The assumption is that assigned_to=me constrains everything that follows. It does not.

Why ^NQ Wins

#

The token that breaks this is ^NQ. Because it starts a new query that is included alongside the prior conditions, a user only has to begin their input with it. Say they submit:

^NQactive=true^ORactive=false

Your string becomes:

assigned_to=<me>^short_descriptionLIKE^NQactive=true^ORactive=false

Which the parser reads as:

(assigned_to=<me> AND short_descriptionLIKE) OR (active=true OR active=false)

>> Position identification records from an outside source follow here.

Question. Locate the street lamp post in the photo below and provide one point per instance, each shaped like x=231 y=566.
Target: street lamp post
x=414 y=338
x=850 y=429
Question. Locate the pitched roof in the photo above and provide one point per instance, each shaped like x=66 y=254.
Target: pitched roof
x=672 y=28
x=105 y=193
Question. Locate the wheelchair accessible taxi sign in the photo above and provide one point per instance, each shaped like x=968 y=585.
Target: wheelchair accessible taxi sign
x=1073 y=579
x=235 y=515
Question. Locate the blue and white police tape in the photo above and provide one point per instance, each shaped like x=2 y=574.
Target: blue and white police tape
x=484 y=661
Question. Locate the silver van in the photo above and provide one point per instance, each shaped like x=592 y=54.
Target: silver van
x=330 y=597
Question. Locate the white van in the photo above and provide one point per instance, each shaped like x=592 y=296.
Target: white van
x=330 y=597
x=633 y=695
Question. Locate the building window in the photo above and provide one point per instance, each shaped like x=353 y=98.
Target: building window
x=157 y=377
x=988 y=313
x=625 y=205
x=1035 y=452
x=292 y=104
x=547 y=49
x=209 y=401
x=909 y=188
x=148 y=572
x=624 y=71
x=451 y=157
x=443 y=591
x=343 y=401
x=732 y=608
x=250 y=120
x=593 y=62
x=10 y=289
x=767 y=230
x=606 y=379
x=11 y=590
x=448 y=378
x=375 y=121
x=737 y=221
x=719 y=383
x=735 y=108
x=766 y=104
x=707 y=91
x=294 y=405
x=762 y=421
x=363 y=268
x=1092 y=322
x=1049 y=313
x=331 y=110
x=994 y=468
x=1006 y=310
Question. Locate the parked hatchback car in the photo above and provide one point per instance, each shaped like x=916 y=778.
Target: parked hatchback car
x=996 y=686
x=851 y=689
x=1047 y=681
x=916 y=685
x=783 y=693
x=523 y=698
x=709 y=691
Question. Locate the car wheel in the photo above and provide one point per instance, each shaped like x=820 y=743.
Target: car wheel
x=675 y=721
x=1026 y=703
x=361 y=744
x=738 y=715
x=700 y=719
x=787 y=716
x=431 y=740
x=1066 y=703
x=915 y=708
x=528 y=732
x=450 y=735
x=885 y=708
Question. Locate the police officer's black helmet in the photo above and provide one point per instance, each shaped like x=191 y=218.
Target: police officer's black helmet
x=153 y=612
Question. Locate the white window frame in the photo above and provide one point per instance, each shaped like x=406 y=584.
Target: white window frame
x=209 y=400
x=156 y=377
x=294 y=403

By writing a query like active=trueORactive=false, the user has totally circumvented whatever query you had written. Maybe not a big deal in business logic, but if you are using GlideRecord and a specific query to protect what can be retrieved you have created a huge security hole. The ^NQ threw your assigned_to scope away. There is no value you can prepend that survives this, because ^NQ resets the board on purpose.

Seeing It on a Live Instance

#

This is not theoretical. Here is the comparison on a stock instance: the same scope and the same hostile string, run once through addEncodedQuery and once through addQuery.

Run it, and the row counts tell the whole story.

The first line is the unsafe addEncodedQuery version: 72 rows, which is every incident in the table. The injected ^NQ discarded the assigned_to scope and the tautology matched everything. The second line is the safe addQuery version: 0 rows, because the caret string was compared as a literal value inside short_description and nothing contains it. Same input, same intended scope, and the only thing that changed is which method received the user’s text.

Why You Can’t Patch/Filter Around It

#

Blacklisting ^ or NQ is a losing game. The encoded query language has a long list of operators, the matching is more forgiving than you might like, and there is a far nastier vector hiding in it. Trying to enumerate and strip every dangerous form just isn’t feasible, and instead you should reach for addQuery.

The Fix

#

The fix here is simple, either make sure you are ok with the user widening the query and back it up with ACLs via GlideRecordSecure or just use addQuery which correctly keeps the two separate.

Build Conditions With addQuery

#

For the query structure, use addQuery(field, operator, value). The value is stored as a discrete parameter and never re-parsed as query language, so a ^NQ inside it is literal text that matches nothing dangerous. That is the safe column you just saw return 0. Build each user driven condition as its own addQuery call, with the field and operator whitelisted against a known set rather than taken raw.

var gr = new GlideRecord('incident');
gr.addQuery('assigned_to', me);
gr.addQuery('short_description', 'CONTAINS', userInput); // userInput is data, not syntax
gr.query();

Enforce the Boundary With ACLs

#

For the actual security boundary, lean on ACLs, not on the shape of the query. Use GlideRecordSecure so that even if a query is broadened, by injection or just by mistake, the platform still refuses to hand back rows the running user has no rights to. That is the line that holds, because it does not depend on the query staying the shape you wrote it. This still may cause havoc in business logic if you are performing an action in matching cases.

Takeaways

#

If any part of an encoded query comes from a user, you do not have a secure filter, you have an editable one. Reserve addEncodedQuery() for static strings you authored yourself. Build user driven conditions with addQuery(field, operator, value) and whitelist the field and operator. And put the real boundary where it belongs, in ACL enforcement through GlideRecordSecure or addUserQuery(), because a query condition was never going to hold that line on its own.